Dresden. Programming for everyone. This grassroots democratic idea has moved the Dresden-based start-up Wandelbots since its foundation in 2017, and the company is something like the Apple of the robot industry. Similar to the Californians in the home computer or cell phone market, they make sure that complicated technology is understandable even for laymen. With their latest product – the Trace Pen – this should now be even more successful.

Pen instead of jacket

While Wandelbots used to rely on a jacket equipped with sensors, with which, for example, a factory worker demonstrated a work step to a robot, which then automatically “learned” it, this process will in future be carried out with the help of a wireless programming pen: the Trace Pen. In concrete terms, it works like this: The user uses the trace pen to show the robot the path to be learned (“path”) on the workpiece, before the movement is visualized almost simultaneously by the Wandelbots software in the app belonging to the product. The user can then refine the path on the tablet intuitively and in the sub-millimeter range.
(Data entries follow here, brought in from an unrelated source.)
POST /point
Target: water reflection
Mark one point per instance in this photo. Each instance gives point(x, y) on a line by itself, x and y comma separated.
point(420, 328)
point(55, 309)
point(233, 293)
Demonstrating instead of programming robots - with the TracePen from Wandelbots - here in a gluing application. Photo: Wandelbots
Demonstrating instead of programming robots – with the TracePen from Wandelbots – here in a gluing application. Photo: Wandelbots

Technology should be fun

“Technology should be accessible and fun for everyone. We have the vision that everyone should be able to use robots simply, intuitively and naturally”, says Christian Piechnick, CEO and founder of Wandelbots. The Trace Pen is the world’s first no-code robotics teaching solution and an important step towards democratizing robotics, adds Piechnick, who worked with his team for a year and a half to bring the product to market.

Siemens as investor and launch customer

Among the first customers is Siemens. According to Wandelbots, Siemens AG is not only one of the first users of the Trace Pen, but has also invested in Wandelbots through its global venture capital unit “next47”. Siemens uses the programming pens from Dresden, among other things, in a production facility at its Chemnitz site for the production of individualized control cabinets. There, they are to automate constantly recurring work processes and thus form an interface between the human operator of the pen and the robot.

Companies save money

By “learning” the human positions and sequences, e.g. in assembly processes, a higher efficiency and flexibility in production should be made possible. In addition, the pens should save money. Currently, it is quite expensive for an industrial robot to take on a new task. Software accounts for 75 percent of the costs. Even for medium-sized robots in production, tens of thousands of euros can quickly be saved.

The Wandelbots team at the companies headquarters in Dresden. Photo: Wandelbots
The Wandelbots team at the companies headquarters in Dresden. Photo: Wandelbots

No wonder that the Deputy CEO of Siemens, Roland Busch, also draws a positive conclusion from the cooperation: “The innovative products of Wandelbots are further proof that the cooperation of our global venture unit next47 with startups delivers very concrete results. Through targeted investments in future-oriented technologies, real added value is generated for our customers – and this in Germany as a business location”.

https://wandelbots.com


Wandelbots in a nutshell

Wandelbots is a spin-off of the Dresden University of Technology. It was founded in 2017 by Christian Piechnick together with six scientific employees. The company was founded based on the idea of his wife Maria Piechnick to use intelligent clothing to control robots. At that time she was writing her doctoral thesis on the topic of wearables.

Today’s core product of the high-tech company is an intuitive learning system for robots, consisting of software and an intelligent teaching device – the TracePen. The company employs an international team from over 14 countries at its headquarters in Dresden. Currently, almost 100 employees work for the robotics company.